Came across this nice snippet on WSJ:
(via: Rajesh Jain of emergic.org)
I came across this article by Jeremy Wagstaff which is still as relevant today:
Base the password on mnemonics or acronyms, not words or names. Use your favorite song titles, movies, football teams as starters. It's got to be something that you know a lot about, but not something that other people can find out about you -- such as your birthday, your place of birth, or your kids' names. The first letters of the movie The Year of Living Dangerously, for example, could be used in conjunction with its two main stars, Mel Gibson and Sigourney Weaver, to read "tyoldmgsw."
That's just the start. Now you have something you can remember, but it's still just basic letters. You need to turn some of them into numbers, punctuation symbols and capitals. Try turning the "o" into a similar-looking zero, the "l" into a one and the "s" into a five. That would give you "ty01dmg5w" which is a lot better, and still easy to remember, since the numbers are similar to the letters they've replaced.
This, sadly, is still not good enough. The people who write hacking programs are on to this kind of trick, so your password is still vulnerable. It needs an extra trick or two. Try capitalizing the family-name letters, alter the 0 to similar-looking bracket marks (), and move the numeric characters one key to the left on your keyboard.

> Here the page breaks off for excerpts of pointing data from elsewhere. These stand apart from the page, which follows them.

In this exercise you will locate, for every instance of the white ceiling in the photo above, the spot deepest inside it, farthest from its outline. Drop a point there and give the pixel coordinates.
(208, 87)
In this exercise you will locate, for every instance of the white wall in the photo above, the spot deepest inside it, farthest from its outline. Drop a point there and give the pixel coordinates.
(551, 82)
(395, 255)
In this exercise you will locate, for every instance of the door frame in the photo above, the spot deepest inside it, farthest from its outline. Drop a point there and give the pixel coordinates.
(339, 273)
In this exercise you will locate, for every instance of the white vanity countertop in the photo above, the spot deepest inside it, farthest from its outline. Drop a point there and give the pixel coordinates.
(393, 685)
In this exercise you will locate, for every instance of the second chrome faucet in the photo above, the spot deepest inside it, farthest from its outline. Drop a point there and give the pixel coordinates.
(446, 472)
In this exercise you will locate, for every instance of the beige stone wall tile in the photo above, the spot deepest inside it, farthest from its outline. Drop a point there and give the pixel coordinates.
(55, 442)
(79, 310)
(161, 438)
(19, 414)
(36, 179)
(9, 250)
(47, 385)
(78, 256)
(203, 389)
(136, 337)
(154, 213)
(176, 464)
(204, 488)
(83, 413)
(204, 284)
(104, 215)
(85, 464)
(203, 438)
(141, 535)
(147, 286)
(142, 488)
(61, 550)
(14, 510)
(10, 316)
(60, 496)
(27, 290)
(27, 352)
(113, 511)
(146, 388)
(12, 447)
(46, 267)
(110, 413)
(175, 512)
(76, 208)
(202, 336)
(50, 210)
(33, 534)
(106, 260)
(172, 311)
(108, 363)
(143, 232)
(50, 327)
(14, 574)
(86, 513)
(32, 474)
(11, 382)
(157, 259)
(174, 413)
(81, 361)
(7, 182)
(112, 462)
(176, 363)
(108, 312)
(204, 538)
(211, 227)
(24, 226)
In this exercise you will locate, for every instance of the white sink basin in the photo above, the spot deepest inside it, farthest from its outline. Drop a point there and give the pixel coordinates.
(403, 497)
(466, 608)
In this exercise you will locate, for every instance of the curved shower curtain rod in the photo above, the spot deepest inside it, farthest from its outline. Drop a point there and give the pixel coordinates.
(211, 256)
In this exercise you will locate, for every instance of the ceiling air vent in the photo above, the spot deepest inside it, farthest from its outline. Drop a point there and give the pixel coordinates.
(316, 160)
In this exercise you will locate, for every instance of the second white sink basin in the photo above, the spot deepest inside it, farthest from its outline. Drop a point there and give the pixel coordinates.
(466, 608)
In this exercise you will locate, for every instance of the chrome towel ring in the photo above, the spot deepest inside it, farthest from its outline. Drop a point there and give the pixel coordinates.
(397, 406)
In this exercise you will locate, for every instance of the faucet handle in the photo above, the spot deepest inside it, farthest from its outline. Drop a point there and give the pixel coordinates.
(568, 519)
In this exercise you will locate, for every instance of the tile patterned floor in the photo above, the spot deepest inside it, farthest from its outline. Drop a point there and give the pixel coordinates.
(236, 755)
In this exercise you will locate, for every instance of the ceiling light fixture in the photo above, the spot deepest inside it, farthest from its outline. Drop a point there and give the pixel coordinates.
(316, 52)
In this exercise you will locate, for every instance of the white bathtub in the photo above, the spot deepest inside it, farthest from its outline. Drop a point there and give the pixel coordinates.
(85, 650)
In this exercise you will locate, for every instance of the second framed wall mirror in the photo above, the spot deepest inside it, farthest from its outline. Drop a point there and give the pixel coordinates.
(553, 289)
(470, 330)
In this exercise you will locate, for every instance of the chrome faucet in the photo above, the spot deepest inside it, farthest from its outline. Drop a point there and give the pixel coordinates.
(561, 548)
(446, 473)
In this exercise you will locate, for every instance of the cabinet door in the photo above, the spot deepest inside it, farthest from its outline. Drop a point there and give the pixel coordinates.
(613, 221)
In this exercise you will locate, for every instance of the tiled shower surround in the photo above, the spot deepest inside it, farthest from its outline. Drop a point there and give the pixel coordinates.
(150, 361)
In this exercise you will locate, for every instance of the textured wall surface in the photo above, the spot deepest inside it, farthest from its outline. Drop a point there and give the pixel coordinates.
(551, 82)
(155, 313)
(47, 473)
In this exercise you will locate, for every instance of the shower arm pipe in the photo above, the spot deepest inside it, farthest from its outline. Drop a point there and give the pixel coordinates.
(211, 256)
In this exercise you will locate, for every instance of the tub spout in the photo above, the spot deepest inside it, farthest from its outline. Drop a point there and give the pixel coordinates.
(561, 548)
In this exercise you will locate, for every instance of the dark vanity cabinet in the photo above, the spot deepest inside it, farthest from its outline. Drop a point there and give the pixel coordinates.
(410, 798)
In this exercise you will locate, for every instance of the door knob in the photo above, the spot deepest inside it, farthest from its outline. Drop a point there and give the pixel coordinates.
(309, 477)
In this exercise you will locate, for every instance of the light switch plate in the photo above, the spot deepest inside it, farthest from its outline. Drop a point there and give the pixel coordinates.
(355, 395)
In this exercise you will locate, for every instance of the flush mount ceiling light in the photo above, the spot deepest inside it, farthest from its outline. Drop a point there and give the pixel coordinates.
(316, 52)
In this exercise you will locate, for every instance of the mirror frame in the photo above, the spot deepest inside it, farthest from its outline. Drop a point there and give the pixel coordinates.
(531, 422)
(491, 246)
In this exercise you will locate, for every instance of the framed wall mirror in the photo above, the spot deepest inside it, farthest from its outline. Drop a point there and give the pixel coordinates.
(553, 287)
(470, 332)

If your passwords are as good as that, then you should be safe. But there's still a weakness, and it's still human. Never give your passwords to anyone, don't reuse them for different accounts, and change them every few months. Store them on your personal digital assistant if you like, but remember that, even if it's in a well-encrypted file, all your valuable information is just one password away from being accessed by someone. If they steal your device, chances are they're eager enough to try to crack the password protecting all your passwords. Passwords are better kept in your head, triggered by things you'll never forget.